We now know that Greensill in particular is implicated in the perilous situation at Liberty Steel, whose parent company relied on Greensill funds to delay payments to suppliers. 

The steel industry is a peculiar case, but more generally, it is COVID-19 which means companies like Greensill came unstuck.  

They were no longer able to rely on a steady stream of invoices generated by suppliers from which its fees could be extracted. But Greensill appears to have been as much a perpetrator of – as well as mechanism for – temporal manipulation. It would lend against income it expected to generate in the future, from suppliers not yet engaged by its clients, having parcelled up these anticipated income streams as securities. The prospect of future growth was assetised – turned into a financial product itself - to serve as fuel in the present for a strategy to bring about this growth.

In terms of the politics, this situation is, in a sense, a classic lobbying scandal.

Imagine a future version of yourself travelling back in time to tell you what next week’s winning lottery numbers will be. And now imagine that the information is not brought by an actual time-traveller, but rather your own projection of what the numbers might be: how many lottery tickets are you going to buy? 

As I argue in my book Pensions Imperilled, futures fail: the construction of a financial system reliant on the accuracy of forecasted financial futures is fraught with danger. Whether we are smoothing supply chain vulnerabilities, or planning for our retirement, the flaws are the same. 

Greensill Capital was forced to lend from its own German-based bank, Greensill Bank, as its investors and insurers began to raise doubts over whether Greensill really did have the winning ticket after all. 
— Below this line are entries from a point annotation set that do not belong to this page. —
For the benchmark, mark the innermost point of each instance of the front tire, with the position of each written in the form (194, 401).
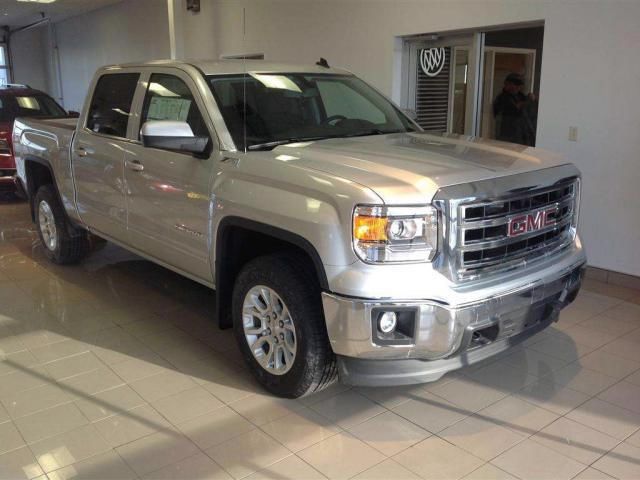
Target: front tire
(279, 324)
(63, 243)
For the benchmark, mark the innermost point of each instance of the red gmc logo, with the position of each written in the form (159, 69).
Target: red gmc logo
(530, 222)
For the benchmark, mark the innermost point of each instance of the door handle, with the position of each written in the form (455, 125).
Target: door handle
(83, 151)
(135, 165)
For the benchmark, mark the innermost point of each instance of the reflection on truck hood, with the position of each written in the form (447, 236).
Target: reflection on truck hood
(410, 168)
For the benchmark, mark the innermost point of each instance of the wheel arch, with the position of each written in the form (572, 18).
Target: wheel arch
(239, 240)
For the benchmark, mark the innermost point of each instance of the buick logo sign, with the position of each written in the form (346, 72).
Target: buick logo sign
(432, 60)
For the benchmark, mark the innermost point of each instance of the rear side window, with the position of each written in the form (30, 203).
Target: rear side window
(110, 107)
(169, 98)
(38, 106)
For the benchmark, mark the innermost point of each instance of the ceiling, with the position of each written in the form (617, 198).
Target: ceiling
(16, 14)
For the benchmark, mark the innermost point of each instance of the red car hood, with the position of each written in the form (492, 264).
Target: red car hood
(6, 159)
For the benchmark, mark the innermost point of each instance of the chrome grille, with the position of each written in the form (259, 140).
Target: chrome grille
(487, 240)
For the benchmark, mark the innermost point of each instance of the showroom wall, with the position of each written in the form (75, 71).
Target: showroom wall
(29, 54)
(588, 77)
(133, 30)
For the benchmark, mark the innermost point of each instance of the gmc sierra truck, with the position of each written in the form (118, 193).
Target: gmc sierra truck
(341, 239)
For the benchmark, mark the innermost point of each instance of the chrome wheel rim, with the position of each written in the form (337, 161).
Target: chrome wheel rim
(269, 330)
(47, 223)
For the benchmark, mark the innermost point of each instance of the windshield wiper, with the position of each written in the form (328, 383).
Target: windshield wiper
(373, 131)
(284, 141)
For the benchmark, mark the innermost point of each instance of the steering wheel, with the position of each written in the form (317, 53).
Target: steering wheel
(333, 118)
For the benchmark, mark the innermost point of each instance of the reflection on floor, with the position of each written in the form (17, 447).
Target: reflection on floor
(114, 369)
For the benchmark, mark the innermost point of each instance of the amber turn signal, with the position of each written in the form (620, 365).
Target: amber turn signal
(370, 229)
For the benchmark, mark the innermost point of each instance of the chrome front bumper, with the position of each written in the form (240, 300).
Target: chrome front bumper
(445, 337)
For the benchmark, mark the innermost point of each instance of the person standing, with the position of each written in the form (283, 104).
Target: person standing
(515, 112)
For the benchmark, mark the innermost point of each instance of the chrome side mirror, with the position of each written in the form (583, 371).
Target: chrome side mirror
(172, 135)
(412, 114)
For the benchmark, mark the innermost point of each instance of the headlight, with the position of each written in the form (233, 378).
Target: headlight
(395, 234)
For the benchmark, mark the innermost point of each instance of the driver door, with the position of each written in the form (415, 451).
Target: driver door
(168, 191)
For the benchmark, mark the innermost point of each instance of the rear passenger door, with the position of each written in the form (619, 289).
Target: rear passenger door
(98, 154)
(168, 191)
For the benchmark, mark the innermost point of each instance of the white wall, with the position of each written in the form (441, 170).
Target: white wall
(134, 30)
(589, 79)
(28, 53)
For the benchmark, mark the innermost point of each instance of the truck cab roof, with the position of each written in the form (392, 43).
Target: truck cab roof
(239, 66)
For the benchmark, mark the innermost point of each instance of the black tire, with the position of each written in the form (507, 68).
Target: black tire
(71, 244)
(314, 366)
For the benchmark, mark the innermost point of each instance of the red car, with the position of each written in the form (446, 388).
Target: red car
(20, 101)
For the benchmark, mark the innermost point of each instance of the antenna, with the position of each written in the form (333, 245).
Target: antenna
(244, 80)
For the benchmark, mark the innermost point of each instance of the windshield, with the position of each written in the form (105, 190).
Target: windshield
(37, 106)
(289, 107)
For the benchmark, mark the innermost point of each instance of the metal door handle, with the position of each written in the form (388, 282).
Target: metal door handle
(83, 151)
(135, 165)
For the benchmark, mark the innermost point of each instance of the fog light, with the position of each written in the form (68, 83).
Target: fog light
(387, 322)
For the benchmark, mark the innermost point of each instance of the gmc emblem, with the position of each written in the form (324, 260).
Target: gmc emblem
(530, 222)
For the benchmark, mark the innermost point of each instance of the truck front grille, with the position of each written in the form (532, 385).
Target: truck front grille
(510, 232)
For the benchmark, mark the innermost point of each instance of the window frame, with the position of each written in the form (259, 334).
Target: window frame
(6, 66)
(144, 106)
(89, 100)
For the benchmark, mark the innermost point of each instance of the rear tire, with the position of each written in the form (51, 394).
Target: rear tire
(62, 242)
(277, 312)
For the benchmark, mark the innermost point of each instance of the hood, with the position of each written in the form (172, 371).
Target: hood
(409, 168)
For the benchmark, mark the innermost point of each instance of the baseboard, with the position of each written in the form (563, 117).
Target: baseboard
(613, 278)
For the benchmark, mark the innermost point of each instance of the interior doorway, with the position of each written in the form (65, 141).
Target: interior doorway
(458, 83)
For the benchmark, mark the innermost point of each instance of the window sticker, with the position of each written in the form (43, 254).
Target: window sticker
(29, 103)
(169, 108)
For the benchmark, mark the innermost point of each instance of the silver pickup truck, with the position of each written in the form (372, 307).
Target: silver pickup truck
(342, 240)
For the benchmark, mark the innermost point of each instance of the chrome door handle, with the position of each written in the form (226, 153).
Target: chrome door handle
(83, 152)
(135, 165)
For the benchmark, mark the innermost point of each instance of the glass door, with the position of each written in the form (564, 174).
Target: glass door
(442, 82)
(500, 65)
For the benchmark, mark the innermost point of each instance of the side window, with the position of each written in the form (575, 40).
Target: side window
(340, 99)
(169, 98)
(111, 103)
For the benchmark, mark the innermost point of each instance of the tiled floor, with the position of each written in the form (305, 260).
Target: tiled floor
(114, 369)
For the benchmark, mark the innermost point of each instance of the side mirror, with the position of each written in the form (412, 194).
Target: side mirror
(412, 114)
(172, 135)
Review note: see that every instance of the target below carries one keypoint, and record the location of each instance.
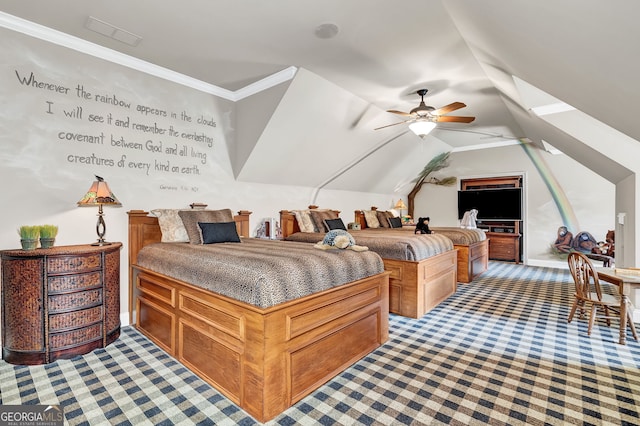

In terms of the politics, this situation is, in a sense, a classic lobbying scandal. Cameron used his political relationships at the top of the Conservative government and civil service to request that Greensill be eligible for government cash and loans being used to prop up the economy amid COVID-19. 

It gets worse though. Lex Greensill had actually been brought into the heart of Downing Street – without a formal employment contract – via links with then cabinet secretary, the late Jeremy Heywood. Greensill advised government on supply chain finance, before winning a government contract to deliver it. 

And this is where things start to look particularly bad for Cameron. Greensill was already involved in the NHS, through pilots of its Earnd app, which allowed some NHS workers to be paid their salary in daily advances (in this scenario, health workers are the suppliers, and the NHS their clients).  

In April 2020, amid the first wave of COVID-19 and intense pressure on the health service, Cameron is reported to have lobbied the government for access to NHS employment data so that Earnd could be rolled out nationally. 

If this sounds daft, it is because it is daft. The NHS has no need for private finance to pay its workers or suppliers. Sovereign governments can create money to service their liabilities – and in fact do, as a matter of routine, without fiscal consequence.  

Involving Greensill would bring enormous and unnecessary risks to NHS operations, since any disruption to the company’s payment processes would have been catastrophic. (Note the irony of supply chain finance introducing the risk of disruption into NHS supply chains – the polar opposite of what it is supposed to do.)  

In practice, this means the government could not have allowed Greensill to fail. The company would have benefited from an implicit government guarantee, for no benefit whatsoever to the taxpayer. Moreover, a former Treasury minister has argued the government is likely to spend billions as a result of Greensill withdrawing financing from Liberty Steel. Whatever one thinks of Cameron’s behaviour, this is the real scandal. We need to roll back the fantasy accounting which distorts the economy – not allow it to distort the public finances.